La zone libyenne était supervisée jusqu'à présent par l'Italie, via son centre situé à Rome. "L'Italie avait accepté de prendre en charge cette surveillance après la révolution libyenne, car Tripoli n'était pas capable de le faire", reprend Kiara Neri. Après sa nomination, le ministre de l'Intérieur Matteo Salvini a décidé que la recherche et le sauvetage des migrants dans cette zone seraient désormais effectués par les garde-côtes libyens.
6Leurs opérations sont-elles toujours légales ?
Le 27 juin, le président Emmanuel Macron a accusé l'ONG allemande Lifeline d'être intervenue en Méditerranée "en contravention à toutes les règles". Malgré la demande des autorités italiennes, l'organisation a refusé de remettre aux garde-côtes libyens les migrants qu'elle avait secourus. "Juridiquement, on peut reprocher au Lifeline de ne pas avoir respecté les instructions du centre de contrôle de Rome", estime Kiara Neri. Sauf que l'ONG a avancé d'autres arguments juridiques.
Dans un communiqué, elle a reconnu avoir "refusé d'obéir" en remettant les migrants "aux prétendus garde-côtes libyens", mais elle affirme avoir respecté le droit humanitaire. Elle estime que les migrants ne devaient pas être transférés aux Libyens car ils risquent leur vie en retournant dans leur pays. Ce principe de "non refoulement" est garanti par la Convention de Genève de 1951, relative au statut des réfugiés. Elle interdit le retour des réfugiés dans un pays où "l’intéressé a des raisons de craindre la persécution", détaille le HCR, l'Agence des Nations Unies pour les réfugiés.

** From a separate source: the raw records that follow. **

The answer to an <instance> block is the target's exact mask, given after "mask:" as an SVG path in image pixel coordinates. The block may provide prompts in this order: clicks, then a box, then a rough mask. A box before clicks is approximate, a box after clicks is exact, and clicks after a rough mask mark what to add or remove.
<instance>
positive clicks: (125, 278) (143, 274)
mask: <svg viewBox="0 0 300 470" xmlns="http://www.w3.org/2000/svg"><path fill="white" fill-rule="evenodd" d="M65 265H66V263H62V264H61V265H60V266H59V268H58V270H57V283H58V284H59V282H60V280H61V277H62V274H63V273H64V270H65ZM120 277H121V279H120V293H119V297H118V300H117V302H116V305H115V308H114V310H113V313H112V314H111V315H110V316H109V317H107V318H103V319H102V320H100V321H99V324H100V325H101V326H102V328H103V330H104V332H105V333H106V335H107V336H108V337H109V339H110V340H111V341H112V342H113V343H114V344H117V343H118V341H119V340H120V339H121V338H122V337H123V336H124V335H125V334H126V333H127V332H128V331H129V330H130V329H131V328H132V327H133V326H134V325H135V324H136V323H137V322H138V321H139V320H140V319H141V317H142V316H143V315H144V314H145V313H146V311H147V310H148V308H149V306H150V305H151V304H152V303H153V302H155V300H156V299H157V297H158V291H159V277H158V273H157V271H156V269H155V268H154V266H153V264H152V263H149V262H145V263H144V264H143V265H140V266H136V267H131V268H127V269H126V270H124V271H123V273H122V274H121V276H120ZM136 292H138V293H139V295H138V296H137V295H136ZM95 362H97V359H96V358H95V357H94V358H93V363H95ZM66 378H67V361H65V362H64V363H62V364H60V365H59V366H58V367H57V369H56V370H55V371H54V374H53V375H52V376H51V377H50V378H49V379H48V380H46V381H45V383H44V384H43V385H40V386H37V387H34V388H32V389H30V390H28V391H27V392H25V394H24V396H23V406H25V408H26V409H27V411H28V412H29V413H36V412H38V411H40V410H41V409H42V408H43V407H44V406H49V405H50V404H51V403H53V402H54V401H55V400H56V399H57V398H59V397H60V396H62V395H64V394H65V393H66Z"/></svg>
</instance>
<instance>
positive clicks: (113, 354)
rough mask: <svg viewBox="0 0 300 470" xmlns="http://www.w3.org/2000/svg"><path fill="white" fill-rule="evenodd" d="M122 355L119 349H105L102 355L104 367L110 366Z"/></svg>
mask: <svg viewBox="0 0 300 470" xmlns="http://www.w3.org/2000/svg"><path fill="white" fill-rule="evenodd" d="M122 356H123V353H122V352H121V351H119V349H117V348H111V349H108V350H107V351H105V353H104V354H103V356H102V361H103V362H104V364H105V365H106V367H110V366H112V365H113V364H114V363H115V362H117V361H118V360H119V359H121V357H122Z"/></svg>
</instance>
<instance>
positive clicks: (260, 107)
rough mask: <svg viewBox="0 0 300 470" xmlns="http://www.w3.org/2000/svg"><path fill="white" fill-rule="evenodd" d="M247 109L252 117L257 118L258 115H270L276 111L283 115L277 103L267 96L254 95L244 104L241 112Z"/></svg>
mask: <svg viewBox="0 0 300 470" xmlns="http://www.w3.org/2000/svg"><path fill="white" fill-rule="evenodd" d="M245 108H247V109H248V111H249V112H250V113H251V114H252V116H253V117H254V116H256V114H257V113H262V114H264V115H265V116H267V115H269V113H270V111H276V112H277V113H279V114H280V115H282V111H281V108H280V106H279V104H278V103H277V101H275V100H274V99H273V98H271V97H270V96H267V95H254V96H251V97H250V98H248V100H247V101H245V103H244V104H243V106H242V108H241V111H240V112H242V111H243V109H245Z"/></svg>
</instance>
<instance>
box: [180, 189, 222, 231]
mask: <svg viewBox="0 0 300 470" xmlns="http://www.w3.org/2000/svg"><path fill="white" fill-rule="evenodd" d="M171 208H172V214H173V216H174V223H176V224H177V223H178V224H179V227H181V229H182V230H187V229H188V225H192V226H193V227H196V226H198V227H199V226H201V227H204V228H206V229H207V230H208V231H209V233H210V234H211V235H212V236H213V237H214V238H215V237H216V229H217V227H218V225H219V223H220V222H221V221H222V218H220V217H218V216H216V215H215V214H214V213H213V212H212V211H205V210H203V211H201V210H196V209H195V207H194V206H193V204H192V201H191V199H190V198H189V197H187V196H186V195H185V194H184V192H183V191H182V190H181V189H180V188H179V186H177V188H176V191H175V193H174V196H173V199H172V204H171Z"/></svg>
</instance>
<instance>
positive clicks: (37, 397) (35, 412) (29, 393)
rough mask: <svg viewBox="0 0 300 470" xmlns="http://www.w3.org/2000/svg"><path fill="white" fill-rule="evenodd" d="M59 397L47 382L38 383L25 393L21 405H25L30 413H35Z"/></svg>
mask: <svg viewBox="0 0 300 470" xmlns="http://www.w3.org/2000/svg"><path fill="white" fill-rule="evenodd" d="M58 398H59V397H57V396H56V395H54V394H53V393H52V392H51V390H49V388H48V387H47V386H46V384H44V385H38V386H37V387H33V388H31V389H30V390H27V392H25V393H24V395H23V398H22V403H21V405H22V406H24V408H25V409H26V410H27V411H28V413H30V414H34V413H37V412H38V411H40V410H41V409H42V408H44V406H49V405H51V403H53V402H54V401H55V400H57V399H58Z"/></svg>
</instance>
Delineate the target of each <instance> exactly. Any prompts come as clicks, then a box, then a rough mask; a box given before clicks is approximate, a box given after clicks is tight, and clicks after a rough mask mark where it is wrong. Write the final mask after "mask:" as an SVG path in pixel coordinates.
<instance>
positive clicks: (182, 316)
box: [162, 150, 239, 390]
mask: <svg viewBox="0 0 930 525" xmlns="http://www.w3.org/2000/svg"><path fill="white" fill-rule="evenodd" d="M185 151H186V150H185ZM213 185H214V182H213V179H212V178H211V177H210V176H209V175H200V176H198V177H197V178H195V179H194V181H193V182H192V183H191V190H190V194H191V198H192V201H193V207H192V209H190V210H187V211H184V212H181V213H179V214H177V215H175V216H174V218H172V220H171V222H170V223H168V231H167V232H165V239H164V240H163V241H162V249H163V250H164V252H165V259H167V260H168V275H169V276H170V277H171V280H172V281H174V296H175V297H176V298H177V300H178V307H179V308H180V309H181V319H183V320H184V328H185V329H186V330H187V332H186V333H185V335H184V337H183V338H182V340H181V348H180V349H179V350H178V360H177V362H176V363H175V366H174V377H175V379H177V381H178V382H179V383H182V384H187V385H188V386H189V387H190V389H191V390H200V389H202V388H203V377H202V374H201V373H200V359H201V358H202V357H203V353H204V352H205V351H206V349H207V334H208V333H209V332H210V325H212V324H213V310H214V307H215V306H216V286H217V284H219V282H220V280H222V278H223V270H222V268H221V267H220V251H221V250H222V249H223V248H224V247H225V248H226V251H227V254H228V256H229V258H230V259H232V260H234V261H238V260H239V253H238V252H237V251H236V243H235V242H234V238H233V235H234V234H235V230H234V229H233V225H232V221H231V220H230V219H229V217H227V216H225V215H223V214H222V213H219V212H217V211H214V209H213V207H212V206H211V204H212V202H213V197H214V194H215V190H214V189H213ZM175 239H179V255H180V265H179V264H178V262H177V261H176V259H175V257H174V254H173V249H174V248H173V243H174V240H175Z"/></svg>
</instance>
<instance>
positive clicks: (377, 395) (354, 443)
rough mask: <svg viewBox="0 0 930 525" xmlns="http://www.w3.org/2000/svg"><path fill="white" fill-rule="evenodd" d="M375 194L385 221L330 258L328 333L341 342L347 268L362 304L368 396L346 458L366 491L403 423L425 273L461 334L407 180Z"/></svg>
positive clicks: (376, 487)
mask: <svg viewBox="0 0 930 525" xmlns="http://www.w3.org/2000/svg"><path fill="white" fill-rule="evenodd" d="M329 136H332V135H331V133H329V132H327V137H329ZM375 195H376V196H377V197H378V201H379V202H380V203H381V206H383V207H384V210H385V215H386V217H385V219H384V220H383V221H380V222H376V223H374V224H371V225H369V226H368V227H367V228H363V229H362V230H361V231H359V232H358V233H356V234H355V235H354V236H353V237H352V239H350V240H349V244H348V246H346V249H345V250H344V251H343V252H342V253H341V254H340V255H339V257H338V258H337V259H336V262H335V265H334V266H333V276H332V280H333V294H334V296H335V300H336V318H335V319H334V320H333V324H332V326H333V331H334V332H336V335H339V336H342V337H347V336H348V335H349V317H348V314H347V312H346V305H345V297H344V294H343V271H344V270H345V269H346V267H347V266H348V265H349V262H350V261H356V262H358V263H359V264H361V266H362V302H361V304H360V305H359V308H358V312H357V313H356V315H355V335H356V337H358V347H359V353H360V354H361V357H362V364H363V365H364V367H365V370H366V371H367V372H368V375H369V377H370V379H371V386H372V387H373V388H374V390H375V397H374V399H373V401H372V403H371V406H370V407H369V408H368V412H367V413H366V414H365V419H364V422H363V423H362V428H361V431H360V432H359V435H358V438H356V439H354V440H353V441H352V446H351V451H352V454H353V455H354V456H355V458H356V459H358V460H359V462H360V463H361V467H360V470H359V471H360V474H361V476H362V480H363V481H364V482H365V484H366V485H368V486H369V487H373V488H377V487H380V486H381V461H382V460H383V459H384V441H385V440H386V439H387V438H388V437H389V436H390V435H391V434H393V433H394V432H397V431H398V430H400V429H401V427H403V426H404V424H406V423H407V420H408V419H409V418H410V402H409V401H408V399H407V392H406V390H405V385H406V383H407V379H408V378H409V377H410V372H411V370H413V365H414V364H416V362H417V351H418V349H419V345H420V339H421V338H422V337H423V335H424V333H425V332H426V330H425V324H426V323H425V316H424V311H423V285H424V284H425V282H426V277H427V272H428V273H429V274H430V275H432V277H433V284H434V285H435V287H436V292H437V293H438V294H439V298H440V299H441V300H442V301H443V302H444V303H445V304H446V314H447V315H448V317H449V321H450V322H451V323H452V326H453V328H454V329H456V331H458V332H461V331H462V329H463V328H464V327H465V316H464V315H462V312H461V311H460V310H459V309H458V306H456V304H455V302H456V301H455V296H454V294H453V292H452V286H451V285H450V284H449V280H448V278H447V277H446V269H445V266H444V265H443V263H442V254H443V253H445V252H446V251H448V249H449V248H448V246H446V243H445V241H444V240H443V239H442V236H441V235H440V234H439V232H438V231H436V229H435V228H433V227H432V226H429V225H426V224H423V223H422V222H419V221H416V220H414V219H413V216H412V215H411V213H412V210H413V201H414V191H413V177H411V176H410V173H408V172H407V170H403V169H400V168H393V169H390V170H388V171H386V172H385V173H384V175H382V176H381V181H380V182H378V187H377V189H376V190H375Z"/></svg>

On est un peu dans un vide juridique. D'un côté ces bateaux ont agi sur la zone de contrôle italienne, mais de l'autre l'argument humanitaire peut s'entendre. Ce serait aux juges de décider le cas échéant.
Kiara Neri, maître de conférences en droit internationalà franceinfo
Un cas similaire a déjà été traité par les tribunaux italiens. En mars 2018, le navire de l'ONG espagnole Open Arms a été placé sous séquestre en Sicile, après que les secouristes ont refusé de remettre des migrants aux garde-côtes libyens. Un juge sicilien a levé les séquestres, affirmant que l'association avait agi en "état de nécessité" parce que les droits fondamentaux des migrants secourus n'étaient pas garantis en Libye.
7Les bateaux font-ils le "jeu des passeurs" ?
Emmanuel Macron a accusé l'ONG Lifeline de faire "le jeu des passeurs, en réduisant le coût du passage". Un argument soutenu par l'ancien député européen Daniel Cohn-Bendit sur BFMTV : "Les ONG ont raison d'aller sauver des gens, mais d'un autre côté les passeurs se servent des ONG (...) Il y a aujourd'hui un problème objectif : les passeurs prennent l'argent, se disent 'On envoie les gens en mer et on émet un signal SOS'."
De leur côté, les associations se défendent de toute collusion avec les passeurs.
On ne fait absolument pas le jeu des passeurs. Si on accueillait les gens avant d'étudier leurs cas, comme ça devrait être la règle, on casserait le marché des passeurs.
Philippe de Botton, président de Médecins du Monde Franceà l'AFP
Pour la doctorante en sociologie Marta Espert, interrogée par franceinfo, il n'y a pas de relations entre ONG et migrants. Ces derniers mois, "la présence des ONG était même presque nulle" dans le sud de la Méditerranée. Dans le même temps, les départs des embarcations "ont même augmenté". "Cet exemple illustre assez bien le fait qu'il n'y a absolument pas de relation entre les activités des ONG et celles des trafiquants libyens", reprend-elle.